Saturday Night Blues is a Canadian radio program, which airs Saturday nights on CBC Music. Hosted by Holger Petersen, the program airs a mix of blues concerts, recordings and interviews with blues musicians.

== Broadcast history ==
SNB first broadcast on CBC Radio One in 1987. Initially airing for one hour weekly, the program was expanded to two hours in 1990.

In 2009, a second airing of the program was added to the schedule of CBC Radio 2, the CBC's music network (now CBC Music).

== Host and legacy ==
In 2021, it was announced that the program would be taken off the CBC Radio One broadcast schedule with its final broadcast on that network on September 4, but it would still air on CBC Music on its regular schedule.

Petersen, the program's host, is the owner of Canadian roots music label Stony Plain Records.

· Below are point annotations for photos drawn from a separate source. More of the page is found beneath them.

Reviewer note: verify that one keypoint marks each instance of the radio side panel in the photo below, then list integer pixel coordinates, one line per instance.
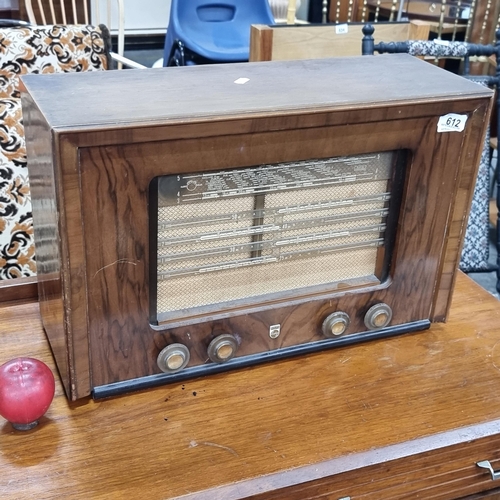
(46, 192)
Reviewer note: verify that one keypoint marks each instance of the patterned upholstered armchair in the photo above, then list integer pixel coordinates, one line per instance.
(35, 49)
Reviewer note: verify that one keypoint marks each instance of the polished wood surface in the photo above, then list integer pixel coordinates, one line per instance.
(91, 166)
(405, 417)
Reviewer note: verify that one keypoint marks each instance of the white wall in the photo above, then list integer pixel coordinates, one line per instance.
(141, 16)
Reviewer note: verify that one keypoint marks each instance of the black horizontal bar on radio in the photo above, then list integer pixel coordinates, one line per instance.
(117, 388)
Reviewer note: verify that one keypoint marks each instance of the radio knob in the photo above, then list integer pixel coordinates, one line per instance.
(335, 324)
(222, 348)
(378, 316)
(173, 358)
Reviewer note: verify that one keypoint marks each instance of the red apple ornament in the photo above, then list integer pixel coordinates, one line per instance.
(27, 388)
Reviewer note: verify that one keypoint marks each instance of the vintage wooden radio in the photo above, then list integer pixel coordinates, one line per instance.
(190, 221)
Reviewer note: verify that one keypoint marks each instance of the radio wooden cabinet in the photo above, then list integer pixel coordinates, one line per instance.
(191, 221)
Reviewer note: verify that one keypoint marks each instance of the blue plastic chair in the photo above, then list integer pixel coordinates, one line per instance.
(212, 31)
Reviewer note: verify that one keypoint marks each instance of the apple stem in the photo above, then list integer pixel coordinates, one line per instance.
(25, 427)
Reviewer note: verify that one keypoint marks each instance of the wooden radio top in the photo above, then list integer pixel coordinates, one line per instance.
(115, 99)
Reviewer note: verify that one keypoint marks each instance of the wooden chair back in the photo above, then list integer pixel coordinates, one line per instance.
(76, 12)
(273, 43)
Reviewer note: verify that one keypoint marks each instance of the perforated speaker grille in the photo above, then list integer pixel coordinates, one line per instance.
(225, 237)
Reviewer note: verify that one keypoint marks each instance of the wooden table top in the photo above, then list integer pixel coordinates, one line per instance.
(244, 433)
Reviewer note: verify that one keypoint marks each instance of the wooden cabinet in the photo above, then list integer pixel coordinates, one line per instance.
(97, 151)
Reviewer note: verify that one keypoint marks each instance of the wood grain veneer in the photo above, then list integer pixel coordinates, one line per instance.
(91, 165)
(405, 417)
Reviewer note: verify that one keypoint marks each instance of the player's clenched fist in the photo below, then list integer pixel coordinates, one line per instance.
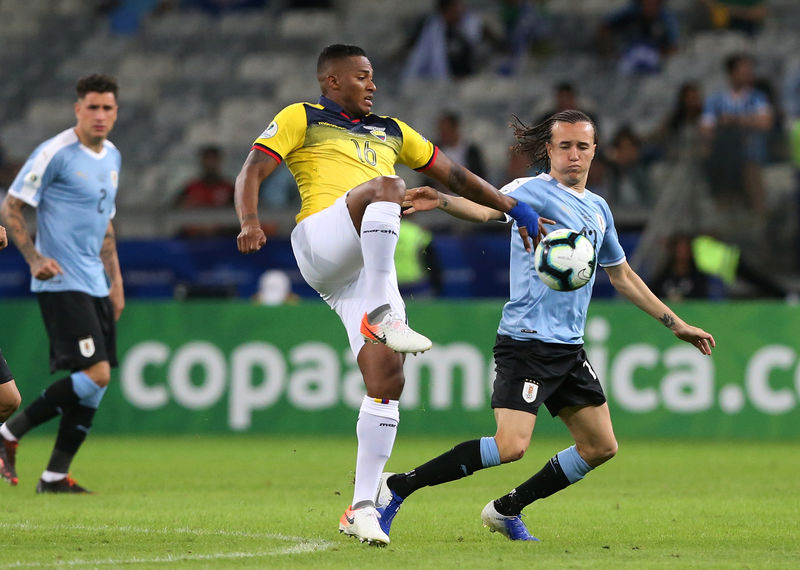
(250, 239)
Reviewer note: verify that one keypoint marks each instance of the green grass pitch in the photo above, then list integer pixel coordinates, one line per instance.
(274, 502)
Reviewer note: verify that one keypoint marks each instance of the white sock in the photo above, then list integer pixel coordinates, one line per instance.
(6, 433)
(380, 229)
(376, 430)
(50, 476)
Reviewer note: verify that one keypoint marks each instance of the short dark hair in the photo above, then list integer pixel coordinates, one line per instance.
(565, 86)
(337, 51)
(532, 141)
(96, 83)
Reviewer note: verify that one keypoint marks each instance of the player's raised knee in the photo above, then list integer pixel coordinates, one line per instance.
(511, 451)
(9, 405)
(389, 189)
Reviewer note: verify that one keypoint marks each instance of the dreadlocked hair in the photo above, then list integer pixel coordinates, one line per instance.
(532, 140)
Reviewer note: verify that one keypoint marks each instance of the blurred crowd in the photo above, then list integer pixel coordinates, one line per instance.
(707, 165)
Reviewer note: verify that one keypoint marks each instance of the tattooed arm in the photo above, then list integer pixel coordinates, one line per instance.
(426, 198)
(11, 214)
(465, 183)
(630, 285)
(255, 169)
(108, 255)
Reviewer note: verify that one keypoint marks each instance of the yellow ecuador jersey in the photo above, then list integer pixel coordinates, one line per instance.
(328, 152)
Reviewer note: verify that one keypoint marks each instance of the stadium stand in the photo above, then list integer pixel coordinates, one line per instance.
(190, 78)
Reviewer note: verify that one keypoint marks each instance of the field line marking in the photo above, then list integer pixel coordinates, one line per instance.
(301, 546)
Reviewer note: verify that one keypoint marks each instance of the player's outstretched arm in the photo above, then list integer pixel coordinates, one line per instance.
(11, 215)
(630, 285)
(255, 169)
(473, 187)
(426, 198)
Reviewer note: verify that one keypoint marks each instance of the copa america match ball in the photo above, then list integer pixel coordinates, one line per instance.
(565, 260)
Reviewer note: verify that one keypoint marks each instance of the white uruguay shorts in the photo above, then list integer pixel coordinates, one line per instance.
(327, 248)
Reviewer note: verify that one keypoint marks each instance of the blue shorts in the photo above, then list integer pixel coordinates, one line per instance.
(531, 373)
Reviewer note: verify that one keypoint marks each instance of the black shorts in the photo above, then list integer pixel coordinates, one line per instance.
(5, 371)
(531, 373)
(81, 329)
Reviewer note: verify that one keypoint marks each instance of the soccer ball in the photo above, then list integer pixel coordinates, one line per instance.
(565, 260)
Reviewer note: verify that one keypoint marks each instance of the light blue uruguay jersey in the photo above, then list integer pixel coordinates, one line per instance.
(73, 189)
(535, 311)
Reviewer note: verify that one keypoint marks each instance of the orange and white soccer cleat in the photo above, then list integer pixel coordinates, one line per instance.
(394, 333)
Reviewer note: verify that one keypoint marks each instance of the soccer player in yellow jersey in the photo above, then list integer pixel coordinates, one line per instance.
(342, 157)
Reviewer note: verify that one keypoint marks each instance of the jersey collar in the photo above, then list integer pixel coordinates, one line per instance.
(336, 108)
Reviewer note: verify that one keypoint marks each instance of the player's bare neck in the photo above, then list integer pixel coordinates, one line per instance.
(576, 186)
(94, 144)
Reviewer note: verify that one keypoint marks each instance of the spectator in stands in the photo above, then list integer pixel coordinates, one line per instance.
(8, 168)
(627, 184)
(680, 278)
(776, 141)
(726, 261)
(735, 120)
(678, 134)
(450, 140)
(275, 288)
(743, 15)
(445, 44)
(794, 149)
(209, 190)
(419, 273)
(642, 35)
(523, 25)
(565, 97)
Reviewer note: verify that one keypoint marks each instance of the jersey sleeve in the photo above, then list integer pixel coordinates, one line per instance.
(417, 152)
(611, 252)
(34, 176)
(285, 133)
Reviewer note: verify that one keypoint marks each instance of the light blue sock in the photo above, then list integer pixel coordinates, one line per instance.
(572, 464)
(88, 392)
(490, 454)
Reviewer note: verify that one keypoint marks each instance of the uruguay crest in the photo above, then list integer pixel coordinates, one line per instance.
(86, 346)
(530, 389)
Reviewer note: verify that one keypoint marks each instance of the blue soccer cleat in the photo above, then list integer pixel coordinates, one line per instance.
(387, 503)
(511, 527)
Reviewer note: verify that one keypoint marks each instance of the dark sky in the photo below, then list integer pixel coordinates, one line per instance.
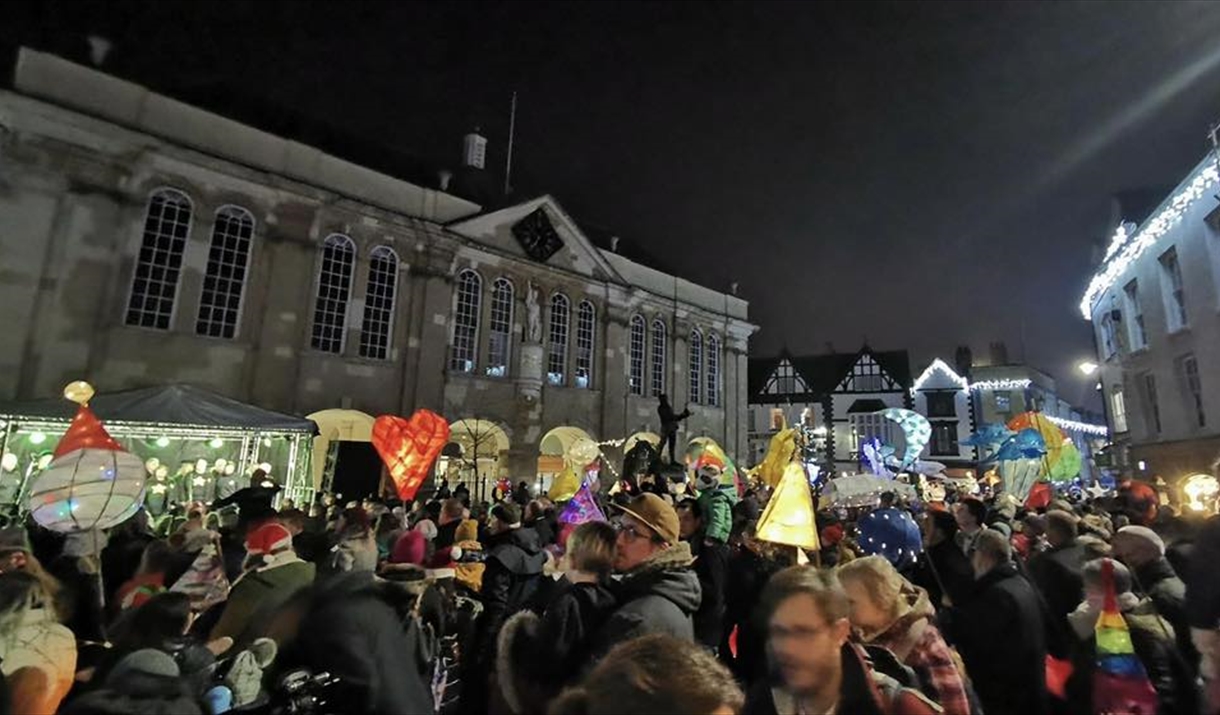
(919, 175)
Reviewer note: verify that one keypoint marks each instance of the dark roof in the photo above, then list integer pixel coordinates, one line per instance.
(822, 373)
(175, 404)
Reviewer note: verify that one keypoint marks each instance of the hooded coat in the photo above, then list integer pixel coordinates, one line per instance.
(659, 596)
(1001, 633)
(918, 644)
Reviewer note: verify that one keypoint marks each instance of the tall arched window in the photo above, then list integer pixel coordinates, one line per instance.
(586, 320)
(228, 259)
(713, 370)
(466, 306)
(333, 292)
(659, 350)
(556, 355)
(500, 328)
(636, 356)
(155, 283)
(375, 331)
(696, 367)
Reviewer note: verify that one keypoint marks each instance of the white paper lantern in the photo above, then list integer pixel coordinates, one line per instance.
(88, 488)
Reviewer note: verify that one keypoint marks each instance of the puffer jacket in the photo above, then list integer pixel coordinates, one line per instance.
(659, 596)
(918, 643)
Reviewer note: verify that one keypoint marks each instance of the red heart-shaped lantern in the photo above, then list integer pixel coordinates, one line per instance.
(410, 447)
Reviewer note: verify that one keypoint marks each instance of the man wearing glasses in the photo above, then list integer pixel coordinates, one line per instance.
(659, 589)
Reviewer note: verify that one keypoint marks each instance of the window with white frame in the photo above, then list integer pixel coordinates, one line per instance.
(694, 370)
(866, 426)
(333, 292)
(556, 356)
(1118, 409)
(636, 362)
(1171, 291)
(1152, 408)
(586, 322)
(1188, 367)
(375, 331)
(159, 265)
(466, 305)
(659, 354)
(228, 259)
(1131, 306)
(500, 328)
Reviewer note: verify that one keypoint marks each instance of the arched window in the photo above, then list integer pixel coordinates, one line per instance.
(375, 331)
(500, 328)
(659, 350)
(228, 259)
(556, 355)
(333, 292)
(155, 283)
(713, 370)
(586, 320)
(636, 367)
(466, 306)
(696, 367)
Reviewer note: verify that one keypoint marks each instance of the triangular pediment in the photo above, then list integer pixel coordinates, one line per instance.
(866, 375)
(940, 376)
(786, 381)
(537, 231)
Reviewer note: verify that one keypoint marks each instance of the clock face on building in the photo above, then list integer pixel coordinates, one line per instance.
(537, 236)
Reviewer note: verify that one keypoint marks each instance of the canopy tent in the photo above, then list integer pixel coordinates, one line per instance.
(175, 404)
(197, 444)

A compilation album of live performances from the show, Saturday Night Blues: The Great Canadian Blues Project, Vol. 1, was released in 1991 and won the 1992 Juno Award for Best Roots and Traditional Album of the Year. Peterson has also published two books of his musician interviews from Saturday Night Blues and his other radio show, CKUA Radio's Natch'l Blues.

For his work on Saturday Night Blues and on CKUA Radio's Natch'l Blues, in 2008 Petersen won the 'Keeping the Blues Alive' award from the Blues Foundation.

==Great Canadian Blues Award==
In the 1990s and 2000s, the program presented an annual Great Canadian Blues Award to the year's best Canadian blues musician. Winners of the award have included the Downchild Blues Band, Jim Byrnes, David Gogo, Colin Linden, Rita Chiarelli, David Wilcox, Colin James, Long John Baldry, Big Dave McLean (1998), Matt Minglewood, Sue Foley, Georgette Fry, Harry Manx and Jeff Healey.